Do You Share Company Costs with Customers? Five Points

Situation: A B2B company has historically negotiated pricing with customers individually. While there are similarities between customers, each receives a product customized to their needs. The CEO is considering creating a “full disclosure” pricing model including their costs and seeks feedback from others. Do you share company costs with customers?

Advice from the CEOs:

  •  With only two exceptions, the CEOs did not agree with the concept of fully disclosing their cost structure to the customer.
    • The industry exceptions were public construction and government work. Some cities and the federal government require cost breakdowns and mark-ups by regulation.
  • The difficulty with the profit or license line, however it’s labeled, is that it becomes obvious that this is the company’s profit ‘nut.” This may be shared with a CEO that you respect; however, if the CEO shares this information with others in the organization your cost breakdown may become the basis for future line-by -line negotiations for cost reduction. Those with whom your company negotiates will be acting in their company’s interests, not yours.
  • The key is to optimizing pricing is to identify and sell a solution to the customer’s pain. If you do your homework well, and the customer is the right prospect, the price that you charge will pale in comparison to the costs that the customer seeks to avoid.
  • In your first negotiation, make sure that you have identified the customer’s pain and are presenting a value that addresses this pain. Only after you set expectations and have assured balance of effort do you go into more detail about your cost structure. Even here, only share detailed cost information if you deem this critical to the sale.
  • Look at it this way – price is not the key issue. The key issue is whether you can solve the customer’s problem and do so while providing an appropriate return on investment for the customer.

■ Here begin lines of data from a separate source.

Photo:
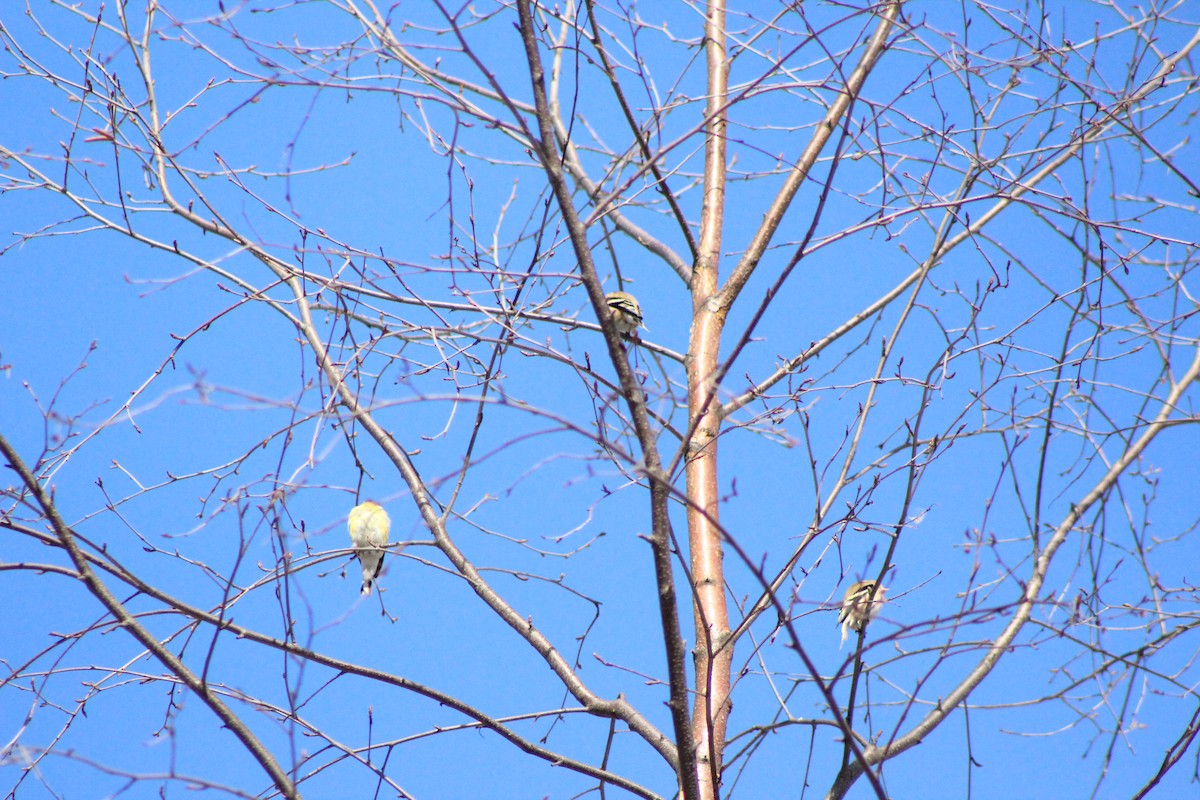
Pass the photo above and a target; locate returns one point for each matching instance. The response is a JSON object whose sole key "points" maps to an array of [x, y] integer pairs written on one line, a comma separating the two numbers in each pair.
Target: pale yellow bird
{"points": [[858, 607], [625, 312], [369, 527]]}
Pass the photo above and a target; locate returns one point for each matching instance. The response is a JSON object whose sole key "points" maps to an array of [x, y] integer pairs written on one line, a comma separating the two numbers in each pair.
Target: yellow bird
{"points": [[858, 607], [369, 527], [625, 312]]}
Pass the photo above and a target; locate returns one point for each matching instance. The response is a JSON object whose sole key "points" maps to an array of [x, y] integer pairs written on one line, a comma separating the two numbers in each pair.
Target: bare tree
{"points": [[918, 284]]}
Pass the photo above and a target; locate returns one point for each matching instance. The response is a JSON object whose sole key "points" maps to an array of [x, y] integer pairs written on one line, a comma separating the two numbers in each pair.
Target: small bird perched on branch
{"points": [[369, 527], [625, 312], [858, 607]]}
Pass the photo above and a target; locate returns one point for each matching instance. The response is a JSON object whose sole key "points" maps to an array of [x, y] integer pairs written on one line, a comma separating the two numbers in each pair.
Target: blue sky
{"points": [[228, 407]]}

How Much Do You Share with a Potential Acquirer? Nine Points

Situation: A company has been approached by a larger company that may be interested in acquiring them. The prospective acquirer is a current customer. Absent an extraordinary offer, the company isn’t interested in selling. Nevertheless, a conversation could be valuable. How much information about the company should the CEO share now? How much do you share with a potential acquirer?

Advice from the CEOs:

  • The key term here is potential. At this point, there is no commitment, and you really don’t know the other company’s motivation. As you start this process, don’t share confidential details about your plans or prospects, or your pipeline. Just broad information. If things get serious, slowly open the kimono.
  • Make sure that you have an NDA in place covering anything that they ask you to disclose for this possible transaction.
  • Given your current situation, a standard offer probably won’t be appealing, so be open to a creative option.
    • Decide ahead of time what your price is. If they are in the ball park, keep talking.
    • For example, Say you want $XX. Would you be attracted to 50% of that now, 50% later? Under what terms?
  • Put a low valve on future payouts, particularly if you are not in a position to call the shots.
  • Be open and creative. You never know what can happen. You could sell to them now at the right price. Then, if the acquisition doesn’t work out, buy the company back in 2-3 years at a discount!
  • If you get into higher level negotiations, employee retention will be critical. Make provision for this as part of the deal.
  • Hire a disinterested professional negotiator you who you can trust.
  • If things get serious, bring in an investment broker to assist. It will cost you 5% but they are helpful in the negotiation and could bring in competing suitors to up the ante.